ONE of the really great things about architectural history is that the fixtures and fittings of older buildings can provide us with tangible links to the past – transporting us back to a different age and a community of now long-gone residents.

Take, for example, the humble, utilitarian boot scraper.

These simple, more often than not blacksmith-forged or cast objects somehow have a sort of Dickensian charm about them, worn down by the soles of countless wet, mud (and goodness knows what else) covered boots and shoes.

Nowadays, they are something of a puzzlement, but they were once an essential item for the house-proud Georgian and Victorian householder.

They started around the same time that walking became fashionable for the middle and upper classes, but when roads were not yet Macadamised.

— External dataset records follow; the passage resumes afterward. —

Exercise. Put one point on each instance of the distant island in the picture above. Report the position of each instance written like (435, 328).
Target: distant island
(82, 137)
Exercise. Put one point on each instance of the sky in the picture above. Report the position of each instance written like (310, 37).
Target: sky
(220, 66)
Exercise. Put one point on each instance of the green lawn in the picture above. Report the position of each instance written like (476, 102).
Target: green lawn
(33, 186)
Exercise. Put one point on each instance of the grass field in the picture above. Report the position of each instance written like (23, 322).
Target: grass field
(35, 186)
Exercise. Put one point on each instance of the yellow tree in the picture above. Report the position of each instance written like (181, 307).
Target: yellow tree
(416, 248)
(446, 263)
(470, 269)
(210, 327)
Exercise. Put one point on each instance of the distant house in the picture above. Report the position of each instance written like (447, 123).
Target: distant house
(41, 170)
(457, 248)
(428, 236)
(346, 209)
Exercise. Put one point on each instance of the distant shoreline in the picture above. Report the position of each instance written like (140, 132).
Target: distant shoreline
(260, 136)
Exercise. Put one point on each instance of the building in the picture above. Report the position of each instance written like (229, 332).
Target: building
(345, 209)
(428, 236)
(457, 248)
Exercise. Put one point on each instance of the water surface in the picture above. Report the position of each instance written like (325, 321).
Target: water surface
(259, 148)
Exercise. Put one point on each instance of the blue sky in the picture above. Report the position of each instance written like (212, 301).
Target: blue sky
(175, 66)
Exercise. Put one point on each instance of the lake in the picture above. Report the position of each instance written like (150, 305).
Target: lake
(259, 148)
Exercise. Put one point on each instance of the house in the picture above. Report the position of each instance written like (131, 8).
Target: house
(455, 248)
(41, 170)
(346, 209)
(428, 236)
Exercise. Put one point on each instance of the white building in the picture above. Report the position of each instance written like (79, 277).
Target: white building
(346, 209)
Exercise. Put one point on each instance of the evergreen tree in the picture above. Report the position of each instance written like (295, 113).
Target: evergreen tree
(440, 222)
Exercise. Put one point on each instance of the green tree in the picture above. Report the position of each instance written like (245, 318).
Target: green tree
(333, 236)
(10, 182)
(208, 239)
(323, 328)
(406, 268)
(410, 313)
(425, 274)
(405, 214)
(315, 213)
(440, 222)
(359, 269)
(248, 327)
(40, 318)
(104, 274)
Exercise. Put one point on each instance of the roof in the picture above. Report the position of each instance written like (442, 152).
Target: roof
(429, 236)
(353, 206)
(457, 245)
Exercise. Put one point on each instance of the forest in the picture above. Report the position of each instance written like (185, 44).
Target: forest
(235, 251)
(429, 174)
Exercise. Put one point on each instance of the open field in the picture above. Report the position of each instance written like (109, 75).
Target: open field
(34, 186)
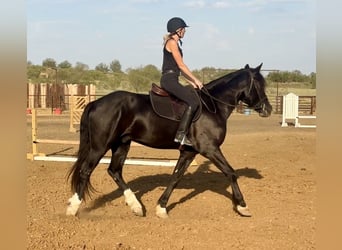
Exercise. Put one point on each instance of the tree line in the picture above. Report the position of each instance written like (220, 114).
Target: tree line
(111, 76)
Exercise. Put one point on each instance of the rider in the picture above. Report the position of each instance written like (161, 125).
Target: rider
(172, 66)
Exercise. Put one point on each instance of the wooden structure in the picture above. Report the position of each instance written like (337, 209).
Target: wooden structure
(37, 155)
(291, 112)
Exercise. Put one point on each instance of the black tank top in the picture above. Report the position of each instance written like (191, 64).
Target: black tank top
(169, 62)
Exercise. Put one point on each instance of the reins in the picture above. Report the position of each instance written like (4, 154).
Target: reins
(205, 91)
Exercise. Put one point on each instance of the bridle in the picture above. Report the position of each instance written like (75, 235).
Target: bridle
(259, 106)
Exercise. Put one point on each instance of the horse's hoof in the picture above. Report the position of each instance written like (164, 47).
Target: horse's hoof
(71, 211)
(137, 211)
(161, 212)
(243, 211)
(73, 205)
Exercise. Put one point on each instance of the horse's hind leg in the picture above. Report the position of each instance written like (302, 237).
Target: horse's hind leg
(185, 159)
(80, 180)
(221, 163)
(119, 156)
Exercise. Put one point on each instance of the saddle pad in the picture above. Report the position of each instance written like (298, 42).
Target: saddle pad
(170, 107)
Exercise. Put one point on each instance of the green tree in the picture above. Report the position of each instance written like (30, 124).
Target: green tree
(33, 73)
(102, 67)
(49, 63)
(115, 66)
(65, 65)
(81, 66)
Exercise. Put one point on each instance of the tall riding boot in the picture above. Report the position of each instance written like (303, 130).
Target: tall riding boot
(183, 128)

The consequence of not being up on your horse or huddled inside a carriage is that you could end up with something nasty stuck to your foot, especially as the streets were covered in the manure of passing traffic.

To avoid walking any of that unwelcome muck into the house, the boot scraper was born as a kind of early doormat.

At first (during the late-17th and into the early-18th century) they were freestanding, with a thin wrought-iron blade attached to two “anchors” fixed in the ground, but were latter built into front walls (a hole with ornamental surround and cross bar), or as an integral part of hand rails attached to steps.

In fact, they could take on many elaborate and decorative forms, especially those associated with the elegant townhouses of the more well to do.

There is a surprising number of surviving boot scrapers still in situ here in Maldon and the other day I decided to go in search of some of them.

As a sample area I chose a route along some of our older streets. Starting in London Road, originally the main muddied thoroughfare in and out of town, I spotted my first scraper at number 10.

Unfortunately it is just a stump in the ground now, to the left side of the door.

Many scrapers like this have disappeared over time, or have become damaged, or buried under successive layers of paving.

At number 4 London Road, however, there is a fine pair of scrapers built into the lower part of the ornate handrail and splayed outwards so that the mud would not land on the step.

The side door to Bright’s solicitors (technically West Square) has a much simpler, single, left-side version.

Turning into Gate Street, there is another basic scraper on the right hand side of the top step at number 3, now Kew Law, previously Crick and Freeman solicitors (but with that scraper feeling more like Scrooge and Marley).

The pair of attached cottages at 7 and 9 both have scrapers, albeit that both are almost buried (7 deeper than 9).

They really come thick and fast in Silver Street.

There is a nice scrolled ornamental pair with feet at number 8 (Maldon Court) that Mayor Krohn would have used when he lived there with his family at the turn of the 19th Century.

There are two at 17 (both the side and front doors), a similar pair at 4 and a single at 7 (now part of the Blue Boar).

Opposite, and built into the wrought handrail at the Bell House, are two straight blades.

The clientele of the Bell pub would have used these on their way into the bar in 1845, when John Smith was landlord and doubtless checked they hadn’t walked any mud in.

High Street next and there is a remaining stump to the right of the main door of All Saints’ Church and a lovely arched example recessed into the 1810 façade of the Moot Hall that the magistrates, solicitors and accused would have used before climbing the stairs to the drama of the courtroom above.

A similar hole is also at the Art House café (number 41, formerly a bank), although the metalwork has long since disappeared.

Left down Market Hill and there is an attractive pair of rail scrapers at The Limes and others at number 10, once used by the Congregational minister, the Rev Billio who called it home until his death in 1734.

There is another pair at 14 and a single, right-hand side, scraper at number 18.

Leaving the area and climbing Cromwell Hill, surprisingly, with the exception of one to the left of the door to Cromwell House, the scrapers there seem to have all disappeared.

Back into Silver Street, left, then right into High Street and there is a rail pair at ‘Stonecroft’, MPP Solicitors at 22, formerly home to local gentry the Piggots.

Another pair survives at Oakwood House (2 High Street) and we are then back in West Square and turn full circle by finishing off where we started in London Road.

So just six streets which contain in excess of 20 scrapers, or pairs of scrapers, that have stood (pardon the pun) the test of time.

All of them were used by people that passed here before us, but have left behind these special metallic clues to their past, connecting-blocks to a time when mud was the scourge of the pedestrian.